Lori Drew has pleaded not guilty to conspiracy and accessing computers without authorization. If convicted of all counts, Drew faces up to 20 years in prison.

Sarah's testimony capped a week of emotional and sometimes touchy proceedings in what is believed to be the nation's first cyber-bullying trial.

Sarah broke down under cross-examination by U.S. Attorney Thomas O'Brien as she described how Megan had confided in her about her suicidal thoughts, but Sarah didn't tell anyone.

The trial also took another twist when U.S. District Judge George Wu said he will rule Monday on a defense motion calling for the dismissal of charges against the 49-year-old Drew.

Prosecutors say Drew, her business assistant Ashley Grills and Sarah created the MySpace alias of a teen boy called "Josh Evans" in September 2006 to befriend Megan.

Sarah told jurors her mother thought inventing "Josh" was a good idea but changed her mind two weeks later and told Grills to shut it down. Sarah also said she tried to stop Grills from sending the final message.

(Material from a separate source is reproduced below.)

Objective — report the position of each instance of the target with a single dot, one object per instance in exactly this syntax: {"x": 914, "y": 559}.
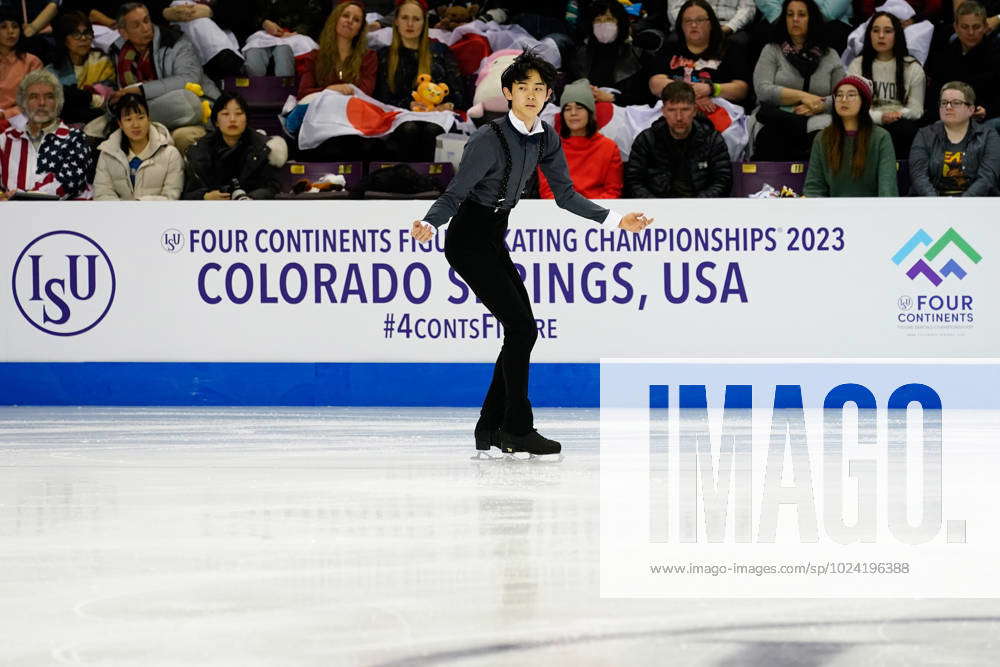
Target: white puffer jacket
{"x": 160, "y": 176}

"I was like, Ashley, no, don't send it," Sarah said. "She said she sent it and laughed about it."

Sarah testified she never saw her mother use the MySpace account. Her statement contradicted testimony by Grills that she had seen Drew type at least one message and court documents alleging Drew told authorities she typed, read and monitored the chat between "Josh" and Megan.

Sarah said it was her father, not her mother, who told her and Grills to delete the MySpace account after they learned Megan had hanged herself. Grills testified Thursday it was both Sarah's parents who made the request.

On cross-examination by the prosecution, Sarah said she often forgave Megan, who she considered her best friend, for saying mean things about her. She also denied having a role in her friend's death.

Sarah said Megan confided in her on two occasions that she wanted to kill herself.

"She was like, I don't know if I could live anymore," she said of one instance. "I told her not to do it."

Sarah cried on the witness stand and nodded when O'Brien questioned her about why she didn't tell any adults about the suicide conversations.

Defense attorney Dean Steward stood up and lashed out at the region's top federal prosecutor for badgering the teenage girl.

"Come on, 'yes or no,' not a head nod. Be a professional!" Steward bellowed. Drew shot icy stares at O'Brien but showed no other reaction.

Sarah was visibly shaken as she left the courtroom and wept as she passed Megan's parents Ron and Tina Meier. Outside court, Drew tried to calm her daughter.

Steward said his client would not testify at the trial.

Judge Wu said he intends to review testimony and issue a ruling on the dismissal motion by the defense claiming Drew cannot be held responsible for violating the service rules of the MySpace social networking site because she never read them.

While making the dismissal motion, Steward argued that neither Drew nor Sarah or Grills had read the rules.

"The best view of the government's evidence is ambiguous at best," Steward said.

That prompted Wu to question Assistant U.S. Attorney Mark Krause about the charges in the ongoing trial.

"How would they know if they didn't read the terms of service?" Wu asked.

Krause said Grills had testified that she knew they could get in trouble for the hoax, and that a computer forensics analysis showed a MySpace account had been deleted from Drew's computer after the suicide of Megan.

Steward called his own expert who testified Friday she could not find any evidence that the account had been deleted from Drew's computer.

Jae Sung, a vice president of customer care at MySpace, testified that MySpace requires users to check a box agreeing to the rules prohibiting such things as online harassment.

Sung's testimony addressed a central aspect of the prosecution case alleging that Drew violated MySpace service terms by harassing Megan and setting up a fake account. Sung said "impostor profiles" such as the "Josh" account in this case are not allowed under MySpace guidelines.

"What happens when they are found?" Krause asked.

"We generally delete those profiles," Sung said.

Sung said MySpace now has 400 million profiles for users, which makes it difficult to enforce the service rules.